E deu a querer ter um motorista porque quero sair e beber. E é isso. E óbvio que o motorista ia ser alguém extremamente sedutor. Como se fosse o guarda-costas. Tem que ser assim, gente. Pra trabalhar com a vovó, tem que ser bonita.
Daí eu fiquei pensando, será que eu teria um personal trainer? Será que alguém que fosse na minha casa me passar exercícios? Mas Deus já me pega ali na preguiça, porque eu não gosto de conversar. Será que se eu fosse muito rico, eu ia gostar mais de conversar do que eu gosto agora? Acho que não, acho que ia gostar menos, né?

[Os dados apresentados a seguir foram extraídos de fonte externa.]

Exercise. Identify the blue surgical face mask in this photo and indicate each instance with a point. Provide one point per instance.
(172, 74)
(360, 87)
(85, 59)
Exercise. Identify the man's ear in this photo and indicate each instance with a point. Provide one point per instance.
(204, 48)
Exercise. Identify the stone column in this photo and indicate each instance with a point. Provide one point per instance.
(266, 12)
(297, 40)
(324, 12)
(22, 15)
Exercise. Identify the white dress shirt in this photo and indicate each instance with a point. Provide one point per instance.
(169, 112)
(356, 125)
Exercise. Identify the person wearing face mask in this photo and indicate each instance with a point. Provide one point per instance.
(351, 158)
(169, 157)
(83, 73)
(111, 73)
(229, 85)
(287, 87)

E o que eu ia fazer? Eu juro que eu fiquei pensando assim, de todos os trabalhos que eu faço, qual que eu ia continuar? Porque, né, a gente gosta do que a gente faz, a gente e eu, né? Você provavelmente odeia, por isso que você tá tentando abstrair da sua vida me ouvindo. Mas eu gosto muito de gravar podcast, por exemplo. Eu pensei, putz, eu ia ter mais tempo pra gravar o podcast. Ou já que o podcast também, gente, é uma coisa que não me traz dinheiro, né?
É, o podcast de apoiador traz, né? É verdade, então o podcast realmente é uma coisa muito lucrativa. Mas eu não ia mais focar nisso. Será que daí eu não ia ter mais o podcast de apoiador? Eu ia passar o podcast de apoiador pra ser gratuito? É, gente? Ia ser isso? Não sei o que eu ia fazer. Mas voltando a falar do personal trainer, acho que eu não ia querer porque eu não quero alguém do meu lado conversando por uma hora e meia comigo. Gente, esse é o meu maior pesadelo, na verdade.

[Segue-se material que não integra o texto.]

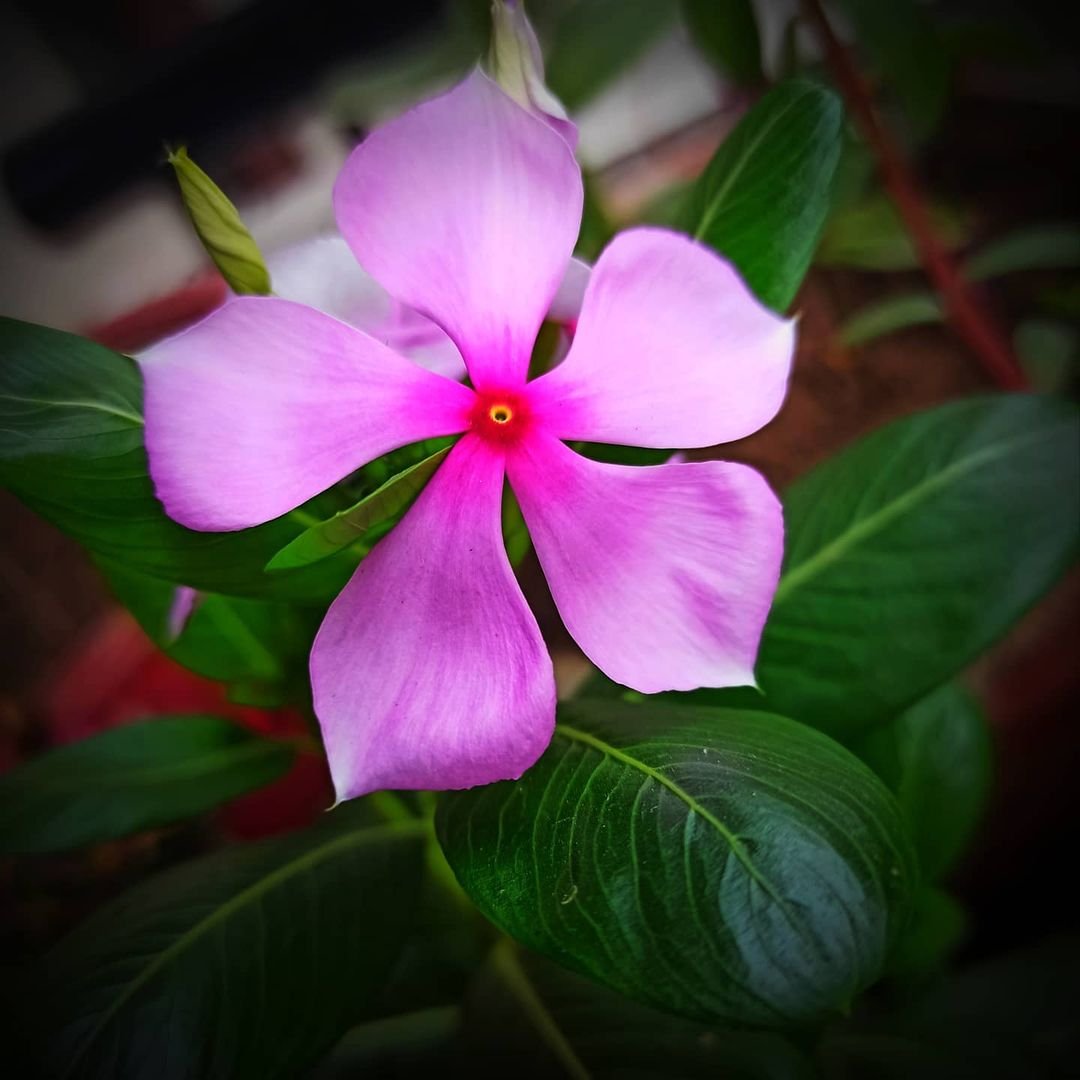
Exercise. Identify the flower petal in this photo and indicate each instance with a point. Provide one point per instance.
(671, 350)
(663, 575)
(517, 66)
(429, 671)
(324, 274)
(467, 208)
(266, 403)
(566, 304)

Eu ia fazer mais artes. Eu ia querer fazer minha coleção de adesivos. Ilustrações. Zines. Meu sonho é fazer zine, gente. Zine é aqueles livrinhos de artes autorais. Pra vender na CCXP. Eu ia querer muito fazer isso. E ia continuar fazendo Corrida das Blogueiras. Nossa, eu ia pagar pelo Corrida das Blogueiras, né? Eu ia entrar como investidora no Corrida das Blogueiras. Inclusive até na Dia TV. Ia continuar com a Lore Live, gente? Eu acho que eu ia.
Ai, mas vamos voltar pra Gisele Bündchen, porque o ponto que eu quero chegar... É, gente, que eu olhei pra... Eu tava lendo a entrevista daí, até que eu olhei pra revista e falei assim... Ai, mulher, também aí não se faça, né? Olha só. Perguntada sobre rituais de beleza. Sempre que posso, deixo meu cabelo secar naturalmente e faço uma massagem suave no couro cabeludo ao lavar. Também gosto de fazer uma trança depois do banho e deixar secar assim.
Também adoro as máscaras Fructis Hair Food da Garnier. Ai, amiga. Especialmente banana e aloe para uma nutrição profunda, meu amor. Primeiro, essas moéguas a Gisele Bündchen nem lavar o cabelo em casa elas lavaram. Elas só lavam em salão. Será que a Gisele, ela é tão assim, pé no chão e... Ai, como ela é diferentona.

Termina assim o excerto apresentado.